19. Richard Humphries, “the gentleman boxer,” who beat Mendoza in 1788, is here alluded to. He was five feet nine inches. We suspect Broughton was an inch or two taller (Slack was five feet eight and a half inches); but his bulk, in old age, took off his height.

20. “Pancratia,” p. 46, edit. 1811.

21. This clumsy, inefficient, and easily stopped blow has later claimants to the honour of its invention. It is simply the most dangerous to the boxer who tries it, and the most awkward delivery of the fist.

22. A provincialism for crushing and rubbing.

23. This conduct would, of course, have lost the Frenchman the fight in modern times. There are some odd points of resemblance in Pettit’s fighting and that of Heenan in his Wadhurst fight with Tom King, although one was fought on turf the other on a stage. Heenan did not, however, “rogue” it like the Frenchman, and walk off, but “took his gruel” till beaten out of time.

24. George Meggs, the collier, was from the pugilistic nursery of Bristol. After this surreptitious seizure of the championship, he returned to his native place, we presume, for in July, 1762, we find him fighting “a pitched battle for a considerable sum (“Fistiana” says £100) with one Millsom, a baker, of the rival city of Bath.” This came off at Calne in Wiltshire, when, after a fierce battle of forty minutes, Millsom was acknowledged the conqueror. In the next month (August, 1762), Meggs, having challenged Millsom to a second combat, was a second time beaten.

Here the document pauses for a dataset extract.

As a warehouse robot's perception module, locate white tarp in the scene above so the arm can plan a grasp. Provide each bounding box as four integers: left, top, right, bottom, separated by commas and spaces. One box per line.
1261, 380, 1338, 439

Parfitt Meggs, noticed hereafter, a noted west country boxer, also surrendered to Millsom. Parfitt afterwards beat a namesake of the retired champion Slack (whose Christian name was John, not Jem), in the year 1765, at Lansdown, near Bath, which has made a mess in more than one “history.” In “Fistiana” (1864 edit.), under Meggs (Parfitt) are several fights, including two defeats by Tom Tyne (1787) and a victory over Joe Ward in 1790, about all which history is silent, while under Tom Tyne we are told he was twice beaten by Mendoza; when and where we know not. He was, however, beaten by Bill Darts (afterwards champion) at Shepton Mallett, in 1764, which does not appear under Meggs’ name.

25. Pierce Egan alters this to eight stone and a half, to agree with his statement that he fought men double his weight.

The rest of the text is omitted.